In my riding, water metering is already in effect in many communities, simply because water is a precious commodity in the dry interior of southern British Columbia and paying for use instead of per household is a strong incentive for water conservation. People are paying their own municipal governments, not a private corporation, for that water use. This example points to the fact that private investors are simply interested in making a profit rather than getting involved for the public good.
Every municipality has ongoing infrastructure maintenance and operating costs that they must bear every year. Small rural municipalities and regional districts already are struggling with per capita costs that are much higher than those in larger cities. It makes no sense to them to embrace an infrastructure bank that will inevitably cost their citizens even more in the long term. They need a federal government that will provide the funding they need in the form of grants or low interest loans, just as the Liberals promised in their election platform, not through a private infrastructure bank.

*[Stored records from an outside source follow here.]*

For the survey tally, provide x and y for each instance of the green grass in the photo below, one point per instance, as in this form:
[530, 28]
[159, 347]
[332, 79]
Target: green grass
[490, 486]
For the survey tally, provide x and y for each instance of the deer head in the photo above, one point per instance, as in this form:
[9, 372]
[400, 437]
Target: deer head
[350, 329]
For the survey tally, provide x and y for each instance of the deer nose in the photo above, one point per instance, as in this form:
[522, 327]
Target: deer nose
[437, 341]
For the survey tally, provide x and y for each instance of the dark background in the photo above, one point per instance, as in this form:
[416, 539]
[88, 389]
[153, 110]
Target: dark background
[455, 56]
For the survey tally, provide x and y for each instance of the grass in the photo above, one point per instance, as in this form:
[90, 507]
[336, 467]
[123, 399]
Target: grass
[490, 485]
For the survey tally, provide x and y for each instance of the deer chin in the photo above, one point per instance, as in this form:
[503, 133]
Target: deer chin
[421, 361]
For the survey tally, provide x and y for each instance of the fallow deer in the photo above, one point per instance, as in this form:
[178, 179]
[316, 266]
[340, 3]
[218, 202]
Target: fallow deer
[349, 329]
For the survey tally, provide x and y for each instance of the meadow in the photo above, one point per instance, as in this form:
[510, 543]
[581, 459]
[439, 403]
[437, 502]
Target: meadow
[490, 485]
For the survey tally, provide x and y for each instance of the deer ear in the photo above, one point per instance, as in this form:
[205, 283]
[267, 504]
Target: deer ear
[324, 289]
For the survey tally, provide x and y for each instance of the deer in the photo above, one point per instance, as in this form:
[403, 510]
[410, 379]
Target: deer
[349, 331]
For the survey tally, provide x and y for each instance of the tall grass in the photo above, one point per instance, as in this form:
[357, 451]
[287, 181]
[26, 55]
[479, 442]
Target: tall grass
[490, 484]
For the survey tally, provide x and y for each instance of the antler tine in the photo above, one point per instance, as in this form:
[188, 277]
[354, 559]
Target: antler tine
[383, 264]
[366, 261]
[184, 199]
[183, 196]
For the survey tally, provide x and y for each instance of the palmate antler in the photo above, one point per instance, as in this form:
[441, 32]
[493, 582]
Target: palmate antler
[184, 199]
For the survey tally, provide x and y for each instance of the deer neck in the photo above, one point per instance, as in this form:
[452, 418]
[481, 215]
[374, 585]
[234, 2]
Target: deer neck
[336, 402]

Small municipalities in rural Canada are also concerned that $15 billion have been taken out of the infrastructure pot and put in a bank that probably will not be that interested in funding small town projects.
In recent years, governments across the country have been undertaking public-private partnerships despite the obvious fiscal and control problems that come with them.
A couple of years ago, the auditor general in my home province of British Columbia found that provincial taxpayers were on the hook for about $31 million in extra interest rates on one project alone, the Fort St. John Hospital, representing the private equity in the project borrowed at an interest rate of 14.79%. This led one journalist to wonder if the B.C. Liberals had put the charge on their Visa card.
The amount that B.C. taxpayers pay every year for the extra interest costs of PPP projects has been calculated at $81 million.
I do not have time to go into all the other concerns about this proposal: concerns about the privatization of airports; concerns about the lack of public oversight, the lack of public input into the priorities of the infrastructure bank, the lack of public involvement in the board of the bank; concerns that the people who the Liberals are getting to design the system are the very people, wealthy investment bankers, who will benefit from it; and concerns about the rush to get this started. The jobs are already posted on the government website before the bill has been fully debated in the House, let alone passed through the House and Senate.
The KPMG study I mentioned earlier calls for careful study of the infrastructure bank proposal, but instead the government is trying to rush this through with only two hours of committee hearings. We all know what can be done at a committee in two hours, maybe hear from six witnesses who have 10 minutes each to speak and answer a few questions. This is entirely inadequate to cover the myriad of concerns about this proposal.
We are talking about a lot of money, $35 billion. The Liberals might point out that it is merely the amount of the annual budget deficit, but to Canadians it is a big number, especially with the extra tolls and fees they will be paying to fund this investment. The minister has said, “We are not hearing concerns from [those on] whose behalf we are doing this.” We are doing this on behalf of the citizens of Canada and I am hearing concerns from my constituents. I am left to wonder who the minister has been listening to and who he thinks we are doing this for.
We in the NDP feel the Canada infrastructure bank proposal needs to be taken out of Bill C-44 and thoroughly studied as a separate stand-alone bill. That way Canadians can provide some input into a major change in government policy, a change that will unnecessarily cost Canadian taxpayers a great deal of money, while at the same time giving up public oversight into how that public money is spent and which public infrastructure projects move forward.